Year 2025, Volume: 8 Issue: 1, 89 - 111, 28.03.2025
https://doi.org/10.35377/saucis...1560377

Abstract

This study utilizes air pollution data from the Continuous Monitoring Center of the Ministry of Environment, Urbanization, and Climate Change in Turkey to predict various pollutants using three advanced deep learning approaches: LSTM (Long Short-Term Memory), CNN (Convolutional Neural Network), and RNN (Recurrent Neural Network). Missing data in the dataset were imputed using the K-Nearest Neighbor (K-NN) algorithm to ensure data completeness. Furthermore, a data fusion technique was applied to integrate multiple pollutant enhancing the richness and reliability of the input features for modeling. The increasing air pollution issue, driven by factors such as population growth, urbanization, and industrial development, is a major environmental concern. The study evaluates these models to estimate pollutant concentrations and selects the most accurate, RNN, for forecasting air pollution over the next three years. Each prediction was assessed using performance metrics such as MAE, RMSE, and R² to ensure robust model evaluation. Visualization of the data and forecast results was achieved through methods like Box Plots, Violin Plots, and Point Scatter Graphs, making air quality information more accessible to general audiences.
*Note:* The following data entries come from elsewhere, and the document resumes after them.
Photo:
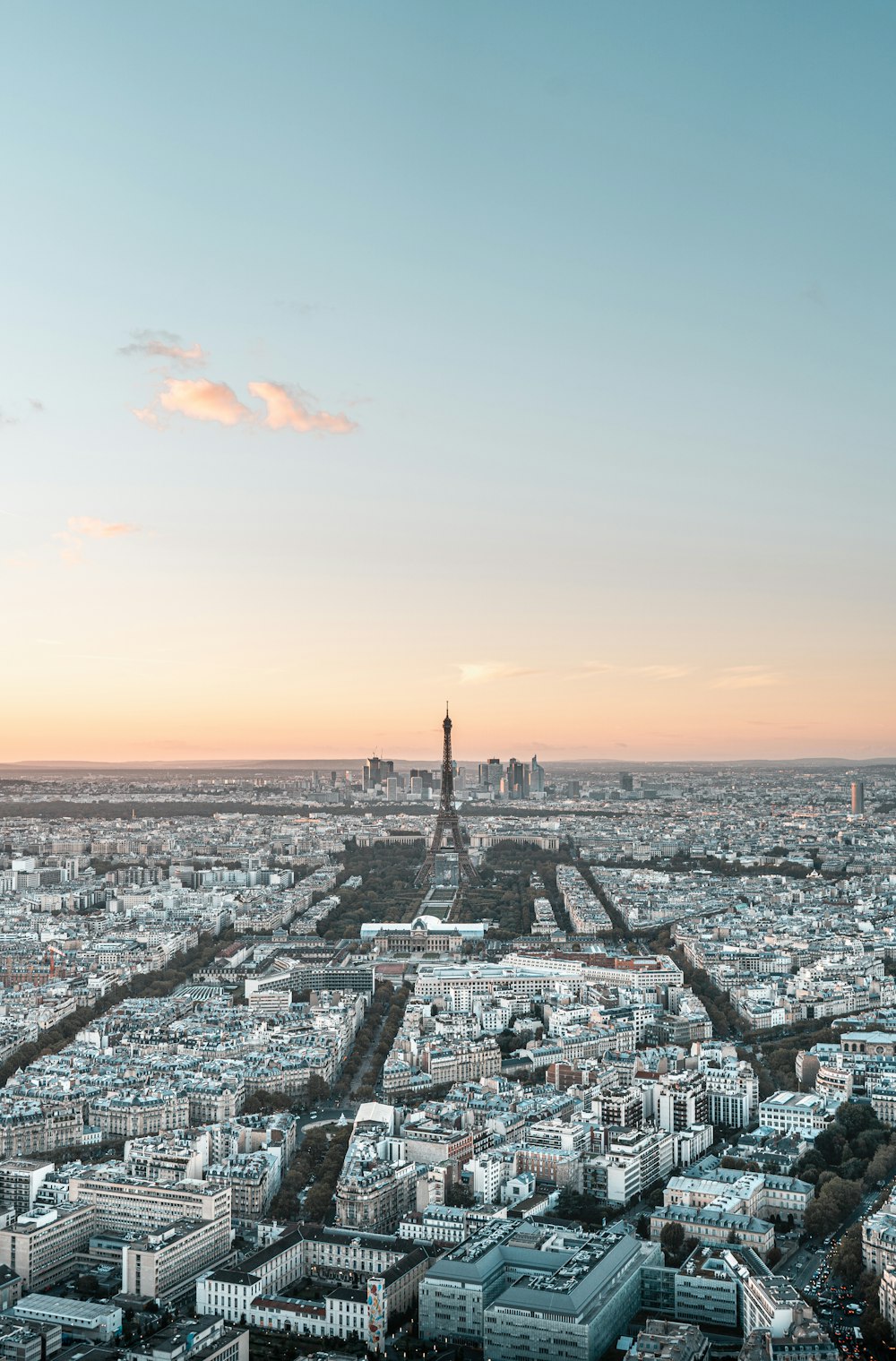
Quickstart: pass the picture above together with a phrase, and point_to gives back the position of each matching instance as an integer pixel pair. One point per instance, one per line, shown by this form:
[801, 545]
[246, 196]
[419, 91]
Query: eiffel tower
[447, 820]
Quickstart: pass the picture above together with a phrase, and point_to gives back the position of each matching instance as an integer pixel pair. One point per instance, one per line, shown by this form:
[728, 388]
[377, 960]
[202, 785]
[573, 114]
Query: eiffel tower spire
[447, 818]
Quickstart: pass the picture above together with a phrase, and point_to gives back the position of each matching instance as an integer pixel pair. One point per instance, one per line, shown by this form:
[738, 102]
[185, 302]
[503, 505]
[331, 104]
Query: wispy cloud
[288, 409]
[745, 678]
[652, 671]
[82, 527]
[285, 407]
[199, 399]
[91, 529]
[479, 673]
[659, 671]
[164, 345]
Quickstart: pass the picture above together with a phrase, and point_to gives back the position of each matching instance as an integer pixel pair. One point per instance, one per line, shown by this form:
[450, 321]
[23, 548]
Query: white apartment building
[790, 1111]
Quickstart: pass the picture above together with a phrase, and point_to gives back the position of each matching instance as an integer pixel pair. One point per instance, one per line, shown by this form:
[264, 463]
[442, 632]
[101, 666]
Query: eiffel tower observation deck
[447, 823]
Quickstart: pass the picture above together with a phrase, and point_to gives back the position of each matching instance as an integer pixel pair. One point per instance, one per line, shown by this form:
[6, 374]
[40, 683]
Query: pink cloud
[91, 529]
[286, 411]
[164, 345]
[203, 401]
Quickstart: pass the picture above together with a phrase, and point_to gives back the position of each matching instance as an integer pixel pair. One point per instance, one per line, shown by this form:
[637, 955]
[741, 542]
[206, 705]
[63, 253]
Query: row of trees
[385, 894]
[504, 893]
[156, 984]
[851, 1156]
[380, 1027]
[319, 1161]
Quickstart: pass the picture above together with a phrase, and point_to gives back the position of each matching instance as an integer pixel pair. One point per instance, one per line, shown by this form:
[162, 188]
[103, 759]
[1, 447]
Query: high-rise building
[516, 779]
[376, 771]
[537, 778]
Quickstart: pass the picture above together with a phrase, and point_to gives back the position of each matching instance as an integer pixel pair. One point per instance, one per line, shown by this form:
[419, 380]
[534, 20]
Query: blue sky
[607, 291]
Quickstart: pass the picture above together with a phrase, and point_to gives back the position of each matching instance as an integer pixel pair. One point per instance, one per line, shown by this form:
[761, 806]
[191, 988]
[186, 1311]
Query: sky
[536, 357]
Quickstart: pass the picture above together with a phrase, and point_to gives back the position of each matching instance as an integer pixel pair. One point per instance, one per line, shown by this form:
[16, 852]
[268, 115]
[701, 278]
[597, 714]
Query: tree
[835, 1201]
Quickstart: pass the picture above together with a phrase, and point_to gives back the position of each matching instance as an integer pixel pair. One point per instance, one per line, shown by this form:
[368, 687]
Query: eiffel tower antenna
[447, 818]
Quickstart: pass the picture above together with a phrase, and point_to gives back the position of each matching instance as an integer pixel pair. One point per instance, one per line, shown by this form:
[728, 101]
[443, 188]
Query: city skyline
[584, 325]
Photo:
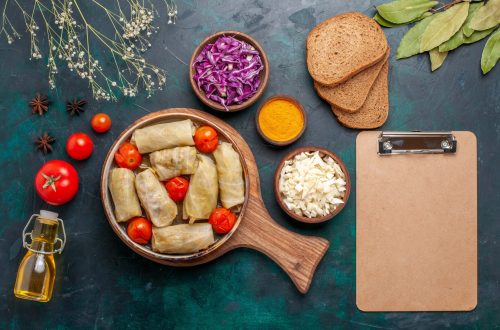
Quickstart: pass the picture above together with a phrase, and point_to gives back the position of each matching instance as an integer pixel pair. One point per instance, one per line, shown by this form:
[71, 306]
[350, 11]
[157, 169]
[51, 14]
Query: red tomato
[100, 122]
[222, 220]
[177, 188]
[139, 229]
[79, 146]
[128, 156]
[56, 182]
[206, 139]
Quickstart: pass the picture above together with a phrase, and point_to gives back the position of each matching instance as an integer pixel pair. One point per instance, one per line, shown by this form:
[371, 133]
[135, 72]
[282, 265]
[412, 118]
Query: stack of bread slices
[347, 56]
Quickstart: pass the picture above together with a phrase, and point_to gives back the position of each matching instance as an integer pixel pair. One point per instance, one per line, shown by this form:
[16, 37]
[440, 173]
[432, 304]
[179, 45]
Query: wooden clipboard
[416, 223]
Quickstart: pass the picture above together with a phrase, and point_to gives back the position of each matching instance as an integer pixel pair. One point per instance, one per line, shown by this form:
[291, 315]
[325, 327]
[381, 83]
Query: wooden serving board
[296, 254]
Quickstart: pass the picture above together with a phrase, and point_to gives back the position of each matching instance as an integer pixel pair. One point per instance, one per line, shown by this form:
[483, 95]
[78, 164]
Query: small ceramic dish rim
[264, 74]
[296, 103]
[279, 197]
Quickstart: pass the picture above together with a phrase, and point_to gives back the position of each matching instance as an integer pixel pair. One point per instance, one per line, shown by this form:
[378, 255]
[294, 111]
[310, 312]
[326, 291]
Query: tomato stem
[50, 181]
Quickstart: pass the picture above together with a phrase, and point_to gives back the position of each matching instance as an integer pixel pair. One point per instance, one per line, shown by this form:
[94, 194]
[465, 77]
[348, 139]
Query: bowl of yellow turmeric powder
[281, 120]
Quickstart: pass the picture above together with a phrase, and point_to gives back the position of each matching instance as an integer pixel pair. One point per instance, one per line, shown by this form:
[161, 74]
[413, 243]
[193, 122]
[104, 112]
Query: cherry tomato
[222, 220]
[100, 122]
[56, 182]
[206, 139]
[128, 156]
[79, 146]
[177, 188]
[139, 229]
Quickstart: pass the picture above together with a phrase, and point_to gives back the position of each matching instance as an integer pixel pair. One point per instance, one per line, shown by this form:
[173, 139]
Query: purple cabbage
[227, 71]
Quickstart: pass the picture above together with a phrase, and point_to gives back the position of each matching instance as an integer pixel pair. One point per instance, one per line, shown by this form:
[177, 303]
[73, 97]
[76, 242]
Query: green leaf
[380, 20]
[458, 38]
[467, 30]
[437, 58]
[410, 43]
[385, 23]
[404, 11]
[487, 16]
[444, 26]
[491, 52]
[478, 35]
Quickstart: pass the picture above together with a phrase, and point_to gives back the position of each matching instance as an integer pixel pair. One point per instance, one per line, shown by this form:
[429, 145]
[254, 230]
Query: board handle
[297, 255]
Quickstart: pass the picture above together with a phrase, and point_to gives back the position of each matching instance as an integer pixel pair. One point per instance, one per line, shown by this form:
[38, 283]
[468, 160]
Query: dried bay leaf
[404, 11]
[444, 26]
[460, 38]
[491, 52]
[437, 58]
[468, 31]
[385, 23]
[487, 16]
[410, 43]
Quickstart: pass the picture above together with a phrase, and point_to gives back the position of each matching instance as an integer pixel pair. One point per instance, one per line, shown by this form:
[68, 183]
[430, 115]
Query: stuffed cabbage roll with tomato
[121, 186]
[169, 163]
[230, 172]
[160, 208]
[201, 198]
[182, 238]
[164, 136]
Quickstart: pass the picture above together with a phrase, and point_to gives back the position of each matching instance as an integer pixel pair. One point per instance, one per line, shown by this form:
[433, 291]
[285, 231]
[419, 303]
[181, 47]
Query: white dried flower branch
[71, 39]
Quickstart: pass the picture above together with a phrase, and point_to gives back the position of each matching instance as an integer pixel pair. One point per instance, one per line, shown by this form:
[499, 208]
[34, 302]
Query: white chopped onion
[312, 184]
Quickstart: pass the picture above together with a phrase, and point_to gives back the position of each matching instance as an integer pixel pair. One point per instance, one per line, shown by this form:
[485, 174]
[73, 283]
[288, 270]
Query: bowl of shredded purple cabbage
[229, 71]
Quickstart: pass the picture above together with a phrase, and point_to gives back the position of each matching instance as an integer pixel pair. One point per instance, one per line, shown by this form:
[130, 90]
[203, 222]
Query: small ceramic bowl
[264, 74]
[297, 104]
[279, 196]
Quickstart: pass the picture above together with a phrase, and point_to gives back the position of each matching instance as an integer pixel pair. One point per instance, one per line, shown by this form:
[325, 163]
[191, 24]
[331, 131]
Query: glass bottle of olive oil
[37, 270]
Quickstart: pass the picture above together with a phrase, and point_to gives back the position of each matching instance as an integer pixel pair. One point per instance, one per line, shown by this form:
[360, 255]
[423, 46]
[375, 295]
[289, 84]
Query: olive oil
[37, 270]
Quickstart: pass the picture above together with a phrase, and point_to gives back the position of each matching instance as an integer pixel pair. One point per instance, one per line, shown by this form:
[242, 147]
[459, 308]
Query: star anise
[39, 104]
[44, 143]
[75, 107]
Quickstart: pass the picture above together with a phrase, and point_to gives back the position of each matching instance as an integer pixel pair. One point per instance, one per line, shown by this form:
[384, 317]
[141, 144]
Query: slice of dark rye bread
[342, 46]
[351, 94]
[375, 110]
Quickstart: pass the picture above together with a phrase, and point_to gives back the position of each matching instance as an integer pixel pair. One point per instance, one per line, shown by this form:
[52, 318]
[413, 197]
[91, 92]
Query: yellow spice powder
[280, 120]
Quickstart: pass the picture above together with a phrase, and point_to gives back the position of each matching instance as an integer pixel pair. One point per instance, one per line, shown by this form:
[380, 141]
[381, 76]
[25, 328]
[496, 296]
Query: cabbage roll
[164, 136]
[121, 186]
[201, 198]
[160, 208]
[182, 238]
[231, 184]
[169, 163]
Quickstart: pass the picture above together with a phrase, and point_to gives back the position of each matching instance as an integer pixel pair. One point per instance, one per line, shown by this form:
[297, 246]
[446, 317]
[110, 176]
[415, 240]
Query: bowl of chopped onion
[229, 71]
[312, 184]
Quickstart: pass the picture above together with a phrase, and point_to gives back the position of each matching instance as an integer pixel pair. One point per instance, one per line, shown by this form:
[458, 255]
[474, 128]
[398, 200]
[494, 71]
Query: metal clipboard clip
[416, 142]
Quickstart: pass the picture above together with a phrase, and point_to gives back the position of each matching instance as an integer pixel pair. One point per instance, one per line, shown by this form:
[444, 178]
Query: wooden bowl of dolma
[120, 228]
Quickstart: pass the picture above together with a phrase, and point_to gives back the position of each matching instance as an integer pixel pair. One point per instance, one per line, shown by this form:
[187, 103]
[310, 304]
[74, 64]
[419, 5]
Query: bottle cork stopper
[48, 214]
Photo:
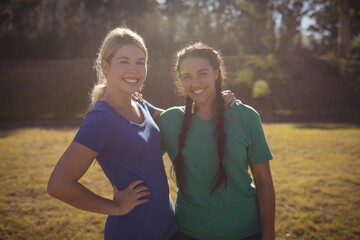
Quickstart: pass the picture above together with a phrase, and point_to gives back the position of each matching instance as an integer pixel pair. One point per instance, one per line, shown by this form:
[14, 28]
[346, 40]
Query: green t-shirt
[231, 212]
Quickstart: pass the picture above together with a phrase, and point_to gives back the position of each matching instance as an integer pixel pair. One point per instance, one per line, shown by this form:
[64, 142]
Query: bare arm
[266, 198]
[157, 113]
[63, 185]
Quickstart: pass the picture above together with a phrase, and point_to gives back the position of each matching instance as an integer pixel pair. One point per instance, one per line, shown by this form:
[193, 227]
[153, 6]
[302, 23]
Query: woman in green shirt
[212, 148]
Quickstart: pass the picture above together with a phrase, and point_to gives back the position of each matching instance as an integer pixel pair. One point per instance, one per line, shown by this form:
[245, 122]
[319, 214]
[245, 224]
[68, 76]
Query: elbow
[53, 188]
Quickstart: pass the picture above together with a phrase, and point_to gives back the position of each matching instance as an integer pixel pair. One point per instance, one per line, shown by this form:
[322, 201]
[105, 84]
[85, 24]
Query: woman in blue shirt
[122, 136]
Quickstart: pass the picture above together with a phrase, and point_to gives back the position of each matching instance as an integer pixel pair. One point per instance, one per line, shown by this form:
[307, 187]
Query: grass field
[315, 170]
In terms of model performance, CNN achieved an R² of 0.88 for PM10 and 0.93 for SO2, while LSTM demonstrated an R² of 0.94 for PM10 and 0.95 for SO2. However, RNN emerged as the most accurate model, achieving an R² of 0.97 for both PM10 and SO2 forecasts. This model allows for forecasts of pollutant levels over a three-year period. The findings indicate that predictive modeling, combined with data fusion and visualization techniques, could significantly contribute to mitigating future uncertainties and enhance the comprehension of air quality patterns for non-expert audiences.

Ethical Statement

During this study, scientific research and publication ethics were followed.

Supporting Institution

This study was not supported by any institution.

Thanks

I would like to express my sincere gratitude to Assoc. Prof. Dr. Bihter Daş for her valuable contribution and guidance in the conduct of this study. The academic support and guidance she provided played a major role in the completion of this study.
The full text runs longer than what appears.